Puglia

Susumaniello Il Futuro Potrebbe Essere Suo

di Marco Meneghetti
Aprile 16, 2015

Susumaniello il futuro potrebbe essere suo

Un vitigno molto produttivo che ora si vinifica in purezza per un piacere tannico e fresco.

In terra di Puglia piccoli produttori hanno avviato il recupero di un vitigno dimenticato: Susumaniello. Si tratta di gente curiosa e saldamente ancorata alla viticoltura storica del proprio territorio, anche se negli ultimi anni alcune grandi cantine hanno riveduto le produzioni di vini internazionali e si sono fatte incantare dal fascino rustico dell'autoctono.
Il Susumaniello è uno di questi vini che si stanno riscoprendo. Vitigno antico, con probabili origini dalmate ha trovato terreno ideale per lo sviluppo nell'alto brindisino. Il curioso nome è legato al fatto che il vitigno, specialmente nei primi dieci quindici anni di vita, ha la caratteristica di essere molto produttivo, tanto da caricarsi in modo quasi spropositato di grappoli di uva. Da qui appunto il detto azzeccatissimo “carico come un somarello”. Diffuso nel brindisino e nelle zone vitivinicole intorno ad Ostuni e Fasano. Il Susumaniello era presente nei vigneti del Salento insieme al Negroamaro e alla Malvasia nera, in una percentuale di un terzo. Le uve non apportavano gradazione alcolica, ma aggiungevano frutto, intensità cromatica e una forza aromatica imponente.

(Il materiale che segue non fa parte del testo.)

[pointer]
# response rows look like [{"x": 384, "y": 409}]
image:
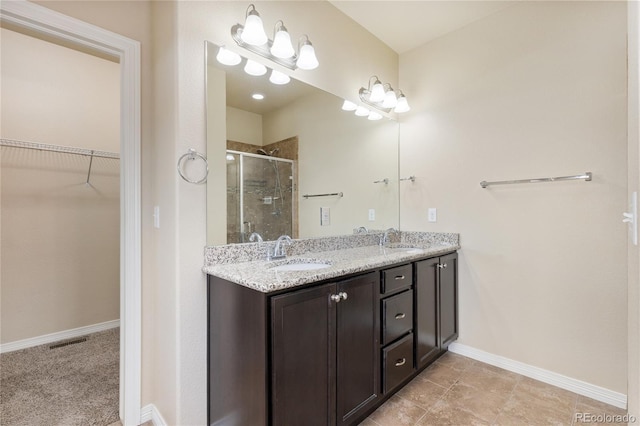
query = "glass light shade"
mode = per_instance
[
  {"x": 349, "y": 106},
  {"x": 253, "y": 31},
  {"x": 362, "y": 111},
  {"x": 377, "y": 92},
  {"x": 277, "y": 77},
  {"x": 390, "y": 100},
  {"x": 374, "y": 116},
  {"x": 403, "y": 105},
  {"x": 307, "y": 59},
  {"x": 282, "y": 47},
  {"x": 227, "y": 57}
]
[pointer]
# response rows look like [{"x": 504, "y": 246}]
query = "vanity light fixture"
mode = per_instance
[
  {"x": 374, "y": 116},
  {"x": 253, "y": 32},
  {"x": 252, "y": 37},
  {"x": 383, "y": 97}
]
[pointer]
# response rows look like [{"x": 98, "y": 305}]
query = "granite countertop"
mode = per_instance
[{"x": 260, "y": 275}]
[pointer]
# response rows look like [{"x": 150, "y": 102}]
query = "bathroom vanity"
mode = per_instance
[{"x": 326, "y": 335}]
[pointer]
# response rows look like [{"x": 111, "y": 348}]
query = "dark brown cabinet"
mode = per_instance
[
  {"x": 325, "y": 368},
  {"x": 436, "y": 313},
  {"x": 328, "y": 353}
]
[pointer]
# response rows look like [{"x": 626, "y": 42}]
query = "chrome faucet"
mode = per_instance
[
  {"x": 255, "y": 237},
  {"x": 384, "y": 238},
  {"x": 278, "y": 250}
]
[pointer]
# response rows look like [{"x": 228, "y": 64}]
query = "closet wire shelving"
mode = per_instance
[{"x": 91, "y": 153}]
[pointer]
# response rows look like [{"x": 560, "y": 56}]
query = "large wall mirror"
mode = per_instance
[{"x": 292, "y": 162}]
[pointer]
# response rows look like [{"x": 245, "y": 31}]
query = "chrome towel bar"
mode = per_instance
[
  {"x": 587, "y": 177},
  {"x": 334, "y": 194}
]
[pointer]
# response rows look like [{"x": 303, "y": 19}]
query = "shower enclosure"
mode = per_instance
[{"x": 259, "y": 196}]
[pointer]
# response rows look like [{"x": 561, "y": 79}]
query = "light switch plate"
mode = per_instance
[
  {"x": 325, "y": 216},
  {"x": 432, "y": 215}
]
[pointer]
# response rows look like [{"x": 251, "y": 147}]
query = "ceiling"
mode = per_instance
[{"x": 405, "y": 25}]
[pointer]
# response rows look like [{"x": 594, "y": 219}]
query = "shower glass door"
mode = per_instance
[{"x": 259, "y": 196}]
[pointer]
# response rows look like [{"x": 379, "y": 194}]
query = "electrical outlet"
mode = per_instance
[{"x": 432, "y": 215}]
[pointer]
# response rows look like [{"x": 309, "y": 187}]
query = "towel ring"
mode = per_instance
[{"x": 193, "y": 155}]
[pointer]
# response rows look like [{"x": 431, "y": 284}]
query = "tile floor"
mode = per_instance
[{"x": 457, "y": 390}]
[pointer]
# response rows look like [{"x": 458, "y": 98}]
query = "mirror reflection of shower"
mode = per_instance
[{"x": 259, "y": 195}]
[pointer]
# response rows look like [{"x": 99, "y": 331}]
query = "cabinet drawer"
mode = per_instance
[
  {"x": 397, "y": 361},
  {"x": 397, "y": 316},
  {"x": 396, "y": 278}
]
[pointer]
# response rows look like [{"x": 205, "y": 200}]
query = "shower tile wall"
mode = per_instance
[{"x": 267, "y": 203}]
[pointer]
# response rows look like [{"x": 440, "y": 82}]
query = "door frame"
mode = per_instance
[{"x": 36, "y": 18}]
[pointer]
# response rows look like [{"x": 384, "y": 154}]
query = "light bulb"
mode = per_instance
[
  {"x": 307, "y": 59},
  {"x": 377, "y": 92},
  {"x": 349, "y": 106},
  {"x": 403, "y": 105},
  {"x": 362, "y": 111},
  {"x": 374, "y": 116},
  {"x": 279, "y": 78},
  {"x": 227, "y": 57},
  {"x": 282, "y": 47},
  {"x": 253, "y": 32},
  {"x": 254, "y": 68},
  {"x": 390, "y": 100}
]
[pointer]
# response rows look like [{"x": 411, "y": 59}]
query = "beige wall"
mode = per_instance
[
  {"x": 50, "y": 217},
  {"x": 633, "y": 293},
  {"x": 244, "y": 126},
  {"x": 538, "y": 89},
  {"x": 133, "y": 19}
]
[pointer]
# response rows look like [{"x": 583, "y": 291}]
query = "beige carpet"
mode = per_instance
[{"x": 77, "y": 384}]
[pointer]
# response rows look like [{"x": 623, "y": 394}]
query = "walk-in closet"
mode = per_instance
[{"x": 59, "y": 233}]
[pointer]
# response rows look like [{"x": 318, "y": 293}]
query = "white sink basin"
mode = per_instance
[{"x": 300, "y": 265}]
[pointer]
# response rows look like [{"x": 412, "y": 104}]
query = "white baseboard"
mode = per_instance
[
  {"x": 150, "y": 413},
  {"x": 55, "y": 337},
  {"x": 578, "y": 386}
]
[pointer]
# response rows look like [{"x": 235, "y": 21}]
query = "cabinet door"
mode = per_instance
[
  {"x": 303, "y": 357},
  {"x": 448, "y": 299},
  {"x": 426, "y": 311},
  {"x": 358, "y": 367}
]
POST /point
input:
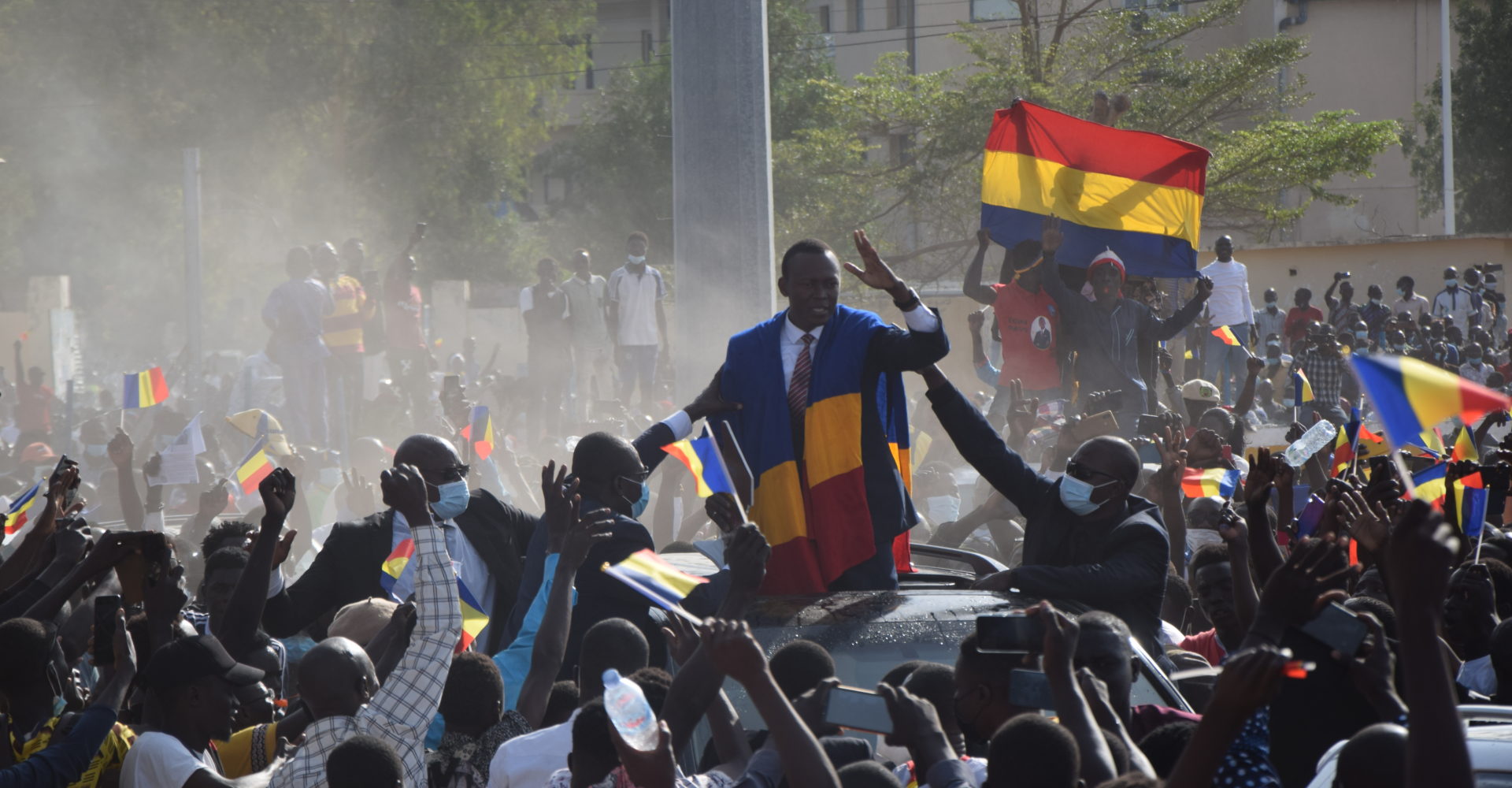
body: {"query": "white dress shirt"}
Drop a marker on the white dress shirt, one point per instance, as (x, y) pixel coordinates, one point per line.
(529, 761)
(1229, 301)
(918, 319)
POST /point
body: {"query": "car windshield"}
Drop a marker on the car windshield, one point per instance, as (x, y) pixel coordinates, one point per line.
(869, 649)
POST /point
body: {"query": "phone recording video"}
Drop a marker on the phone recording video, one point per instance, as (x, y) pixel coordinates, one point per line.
(859, 710)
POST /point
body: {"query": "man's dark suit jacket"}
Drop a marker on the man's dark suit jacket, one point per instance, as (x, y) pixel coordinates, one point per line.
(1116, 564)
(348, 567)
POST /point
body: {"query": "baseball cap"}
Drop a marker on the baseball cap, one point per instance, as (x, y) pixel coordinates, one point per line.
(189, 660)
(360, 620)
(1199, 391)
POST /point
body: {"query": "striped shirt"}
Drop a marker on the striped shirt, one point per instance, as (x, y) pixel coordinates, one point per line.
(343, 325)
(401, 710)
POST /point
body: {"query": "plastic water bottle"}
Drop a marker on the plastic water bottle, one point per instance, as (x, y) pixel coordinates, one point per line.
(1316, 437)
(629, 712)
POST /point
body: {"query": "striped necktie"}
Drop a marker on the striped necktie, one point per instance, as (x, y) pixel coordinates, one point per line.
(799, 389)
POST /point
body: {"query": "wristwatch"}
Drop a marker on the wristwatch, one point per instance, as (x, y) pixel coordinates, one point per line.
(912, 301)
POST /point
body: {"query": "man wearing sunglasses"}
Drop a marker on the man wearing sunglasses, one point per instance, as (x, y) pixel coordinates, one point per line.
(484, 536)
(1086, 536)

La varietà era presente sino a qualche decennio fa in termini consistenti nei territori del brindisino, poi, sull’onda di una ristrutturazione della base ampelografica pugliese, è stata abbandonata, spiantata, marginalizzata, sino a diventare una vera e propria rarità.
Adesso nuovi impianti si possono trovare nella zona dell’alto Salento a testimonianza della fiducia che i produttori assegnano alla difesa e valorizzazione del proprio territorio anche attraverso autoctoni storici.
La pianta è allevata allevata ad alberello, presenta di buona vigoria e resistente alle malattie crittogamiche. Il grappolo è di media grandezza. La bacca nero blu è ricca di aromi. La vendemmia avviene dopo la seconda decade di settembre.
Dal Susumaniello si ricava un vino di un rosso rubino intenso tannico e fresco quando è vinificato un purezza. La dose di acidità lo rende un vino portato a un invecchiamento nel medio periodo. L'abbinamento privilegia carni alla griglia e formaggi di media stagionatura come il tipico formaggio a forma di pera, il Caciocavallo podolico 
Un vitigno molto produttivo che ora si vinifica in purezza per un piacere tannico e fresco.